In his May executive order, Trump said the commission would be bipartisan and would look into both voter fraud and suppression. But major voting groups, including the American Civil Liberties Union, urged Democrats not to participate in a body they claim will turn into a witch hunt for fraud with the goal of passing more suppressive voting laws.
Instead of enlisting prominent Democratic election experts, Kobach and the commission found low-profile people, like a West Virginia county clerk and a former Arkansas state legislator who told ThinkProgress he wasn’t sure himself why he was chosen.
Other Democratic commission members, including Maine Secretary of State Matthew Dunlap and New Hampshire Secretary of State Bill Gardner, said they hoped the group would also examine Russia’s interference in the 2016 election. The letter makes no mention of those plans.
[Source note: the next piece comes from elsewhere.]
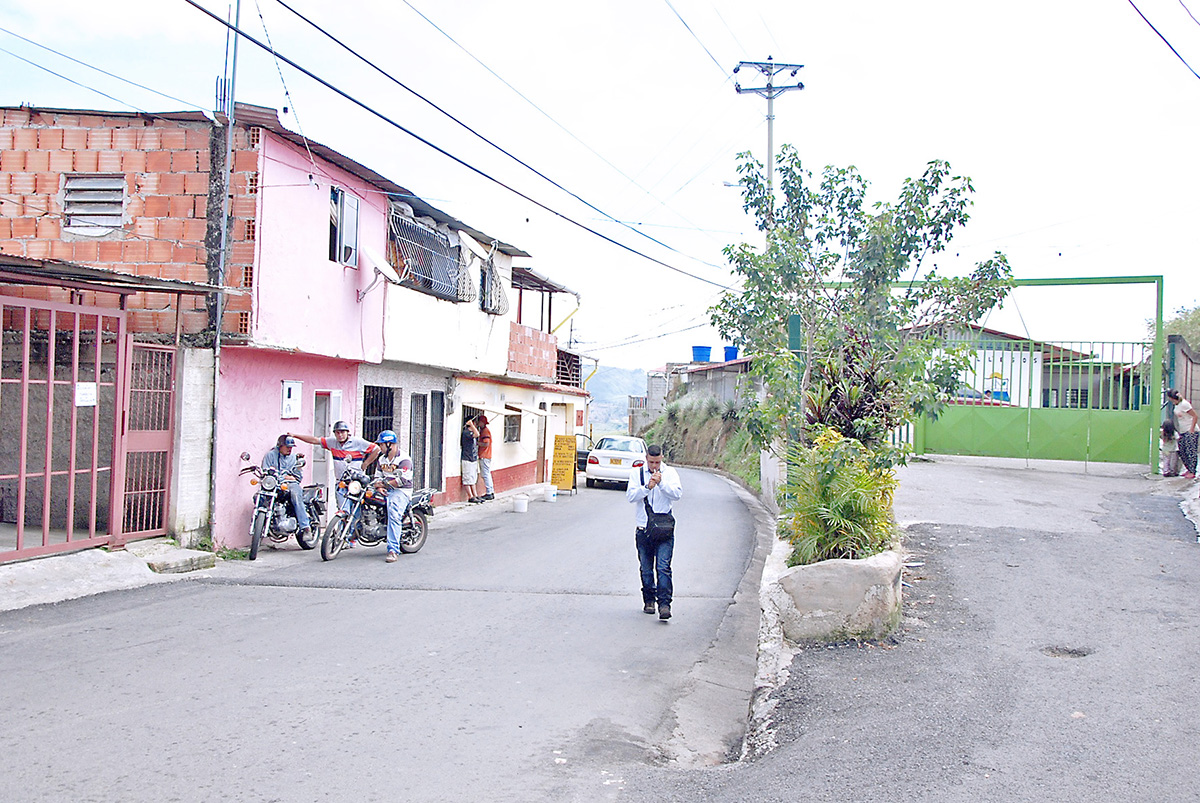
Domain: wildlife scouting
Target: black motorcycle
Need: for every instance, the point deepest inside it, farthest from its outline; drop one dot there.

The letter also makes no mention of the large and growing number of voter suppression laws that have swept across the country since the U.S. Supreme Court gutted the Voting Rights Act in 2013. Groups like the Southern Poverty Law Center have warned that the commission will be a distraction from these laws, which they say are the biggest voting-related problem of our time.
Kobach has been called a chief architect of those laws. He is the only secretary of state in the country with the power to prosecute people for committing voter fraud. He also enacted a system in Kansas in 2015 that suspended tens of thousands of eligible voters from the rolls.
“It’s no big deal,” Kobach once said, according to The New York Times Magazine. “Nobody’s being disenfranchised.”
By requiring states to provide the commission with examples of voter fraud, Kobach will be able to push the false narrative that fraud is prevalent. Once he sends that report to the president, he will push for a federal voter registration system similar to the one that disenfranchised voters in Kansas.
It’s a plan he’s been working on for years, but has not had the opportunity to act on until now.
“My hope is that Kansas will be to stopping election fraud what Arizona is to stopping illegal immigration,” he told The Kansas City Star in 2011, when Arizona has one of country’s strictest anti-immigration laws still in effect.
UPDATE: On Wednesday, the Department of Justice’s Civil Rights Division sent election officials in some states a request for policies and procedures about how they maintain their voting rolls—part of its enforcement of the National Voter Registration Act and the Help America Vote Act:
There’s no indication the DOJ request is related to the separate request from the Election Integrity Commission, but the National Voter Registration Act is at the heart of two federal lawsuits challenging a Kansas law, drafted and championed by Kobach, that requires residents to show proof of citizenship before they can complete their voter registration.
In one of those cases, Kobach has successfully fought to keep drafts of proposed changes to the National Voter Registration Act confidential.